Visual Decision Framework
[!TIP] Use the AWS Management Console for learning and visualization, but shift to CloudFormation or the CLI for production environments to ensure consistency and speed.
Examples & Scenarios
| Scenario | Recommended Tool | Why? |
|---|---|---|
| Checking Monthly Bills | AWS Management Console | Requires visual charts in Cost Explorer. |
| Restarting 50 EC2 Instances | AWS CLI | Much faster to script a bulk action than clicking 50 times. |
| Deploying a Three-Tier App | AWS CloudFormation (IaC) | Ensures the environment is identical every time it is deployed. |
| Scaling App Capacity | AWS SDKs | Allows the application code to call AWS APIs to add resources dynamically. |
Success Metrics
To demonstrate mastery of this curriculum, the learner must pass the following checks:
- Tool Selection: Correctly identify the most efficient tool for a given administrative task in 100% of practice scenarios.
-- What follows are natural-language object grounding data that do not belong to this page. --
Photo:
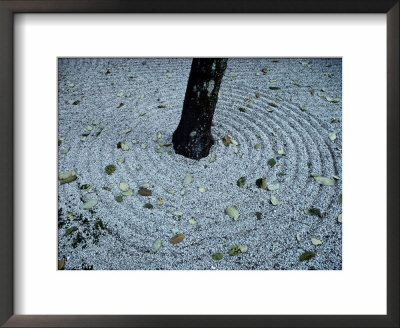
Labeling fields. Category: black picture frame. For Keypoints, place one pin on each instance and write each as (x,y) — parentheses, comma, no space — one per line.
(10,7)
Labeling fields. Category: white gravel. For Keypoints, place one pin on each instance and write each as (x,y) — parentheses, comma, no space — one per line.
(130,230)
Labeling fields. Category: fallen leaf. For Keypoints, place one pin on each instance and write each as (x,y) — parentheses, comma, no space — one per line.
(217,256)
(316,241)
(70,230)
(177,238)
(144,192)
(235,250)
(271,162)
(273,186)
(274,201)
(128,192)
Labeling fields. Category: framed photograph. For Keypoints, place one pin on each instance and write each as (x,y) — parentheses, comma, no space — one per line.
(175,164)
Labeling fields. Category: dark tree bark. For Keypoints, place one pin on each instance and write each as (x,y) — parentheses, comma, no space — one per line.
(192,138)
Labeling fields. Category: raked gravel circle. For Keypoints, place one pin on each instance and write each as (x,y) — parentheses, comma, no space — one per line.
(130,230)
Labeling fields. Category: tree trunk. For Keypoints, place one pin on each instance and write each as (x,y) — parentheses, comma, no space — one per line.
(192,138)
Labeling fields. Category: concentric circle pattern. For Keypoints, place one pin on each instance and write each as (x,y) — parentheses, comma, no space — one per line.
(292,107)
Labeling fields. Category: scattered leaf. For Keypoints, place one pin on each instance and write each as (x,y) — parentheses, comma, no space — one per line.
(217,256)
(232,212)
(89,204)
(144,192)
(306,256)
(125,131)
(235,250)
(273,186)
(129,192)
(70,230)
(274,201)
(316,241)
(177,238)
(261,183)
(187,180)
(157,244)
(241,182)
(271,162)
(324,181)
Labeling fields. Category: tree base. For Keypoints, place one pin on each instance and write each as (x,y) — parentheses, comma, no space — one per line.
(192,147)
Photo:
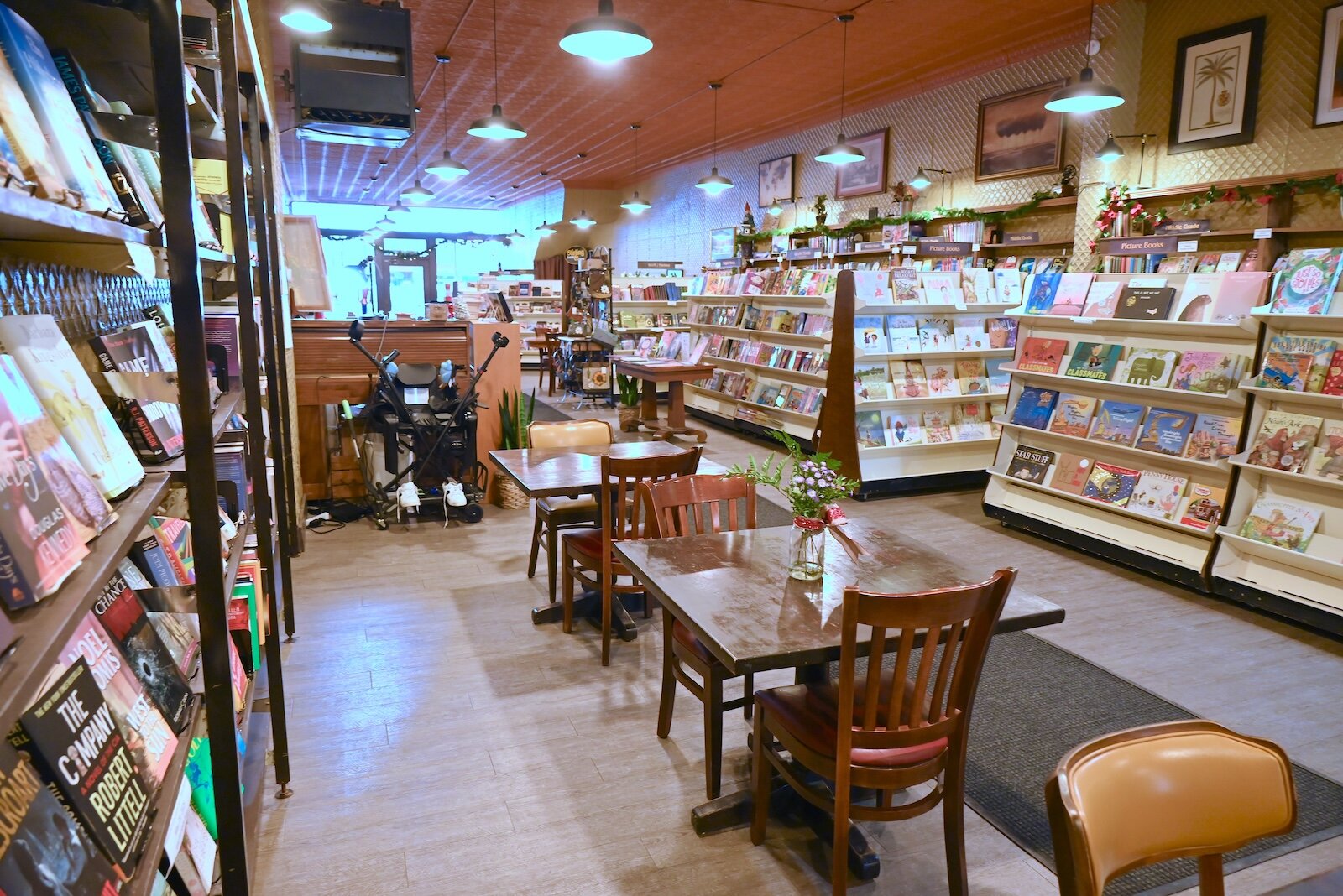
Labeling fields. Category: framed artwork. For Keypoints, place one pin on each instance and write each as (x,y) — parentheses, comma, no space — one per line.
(776,180)
(868,176)
(1018,136)
(1215,87)
(1329,103)
(723,243)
- Security Compliance: Correctly assign authentication methods (Access Keys vs. Passwords) based on the access method.
- Infrastructure Concepts: Explain the benefit of using CloudFormation (IaC) over manual provisioning (speed, reduced human error, version control).
- Monitoring Knowledge: Identify CloudWatch as the tool for performance metrics and CloudTrail for logging API activity.
Real-World Application
- Disaster Recovery: Using CloudFormation templates to quickly recreate an entire data center in a different AWS Region during a failure.
- Audit & Compliance: Using CloudTrail to see exactly who used the CLI or Console to delete a resource, providing a full audit log.
- DevOps Pipelines: Integrating the AWS CLI into Jenkins or GitLab runners to automate the deployment of code to AWS servers.
[!IMPORTANT] While the Console is powerful, most professional AWS environments rely on Infrastructure as Code to prevent "configuration drift" where settings change over time due to manual tweaks.